= Sonomyn Udval =

Mongolian politician (1921–1991)

Sonomyn Udval (Сономын Удвал; 21 February 1921 – 1991) was a Mongolian women's leader, politician and writer.

==Biography==
She was born in Dashinchilen sum of Bulgan Province on 21 February 1921. She worked as the chairwoman of the Central Council of the Mongolian Trade Union in 1956–1958; the first secretary and then the chair of the Mongolian Writers' Union, the chairwoman and president of the Mongolian Women's Committee in 1973–1982 and the deputy chairwoman of the Committee of Veterans of Revolutionary Struggle. In 1953, she was elected to serve on the Executive Council of the Women's International Democratic Federation. Udwal was elected as the deputy of the People's Great Khural (Parliament) in various constituencies between 1951 and 1986. In 1966 she joined the Mongolian People's Revolutionary Party's Central Committee and left it in 1990.
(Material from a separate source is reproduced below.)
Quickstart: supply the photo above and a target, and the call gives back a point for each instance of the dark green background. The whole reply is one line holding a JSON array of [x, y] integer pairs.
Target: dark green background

As a writer, Udwal penned novels such as Odgerel (1957), The First Thirteen, Khatanbaatar, Tuuž ögüüllėg (1974) Magsarjav, and Great Destiny (1973), and numerous short stories. Her works have been translated into several languages. Described as a "prominent short story writer", she was awarded with the Joliot-Curie Gold Medal of Peace of the World Council of Peace in 1965 and the Afro-Asian Lotus Prize for Literature in 1971, awarded by the Permanent Bureau of Afro-Asian Writers. She noted in 1967 that Soviet literature played an important role in the development of Mongolian literature.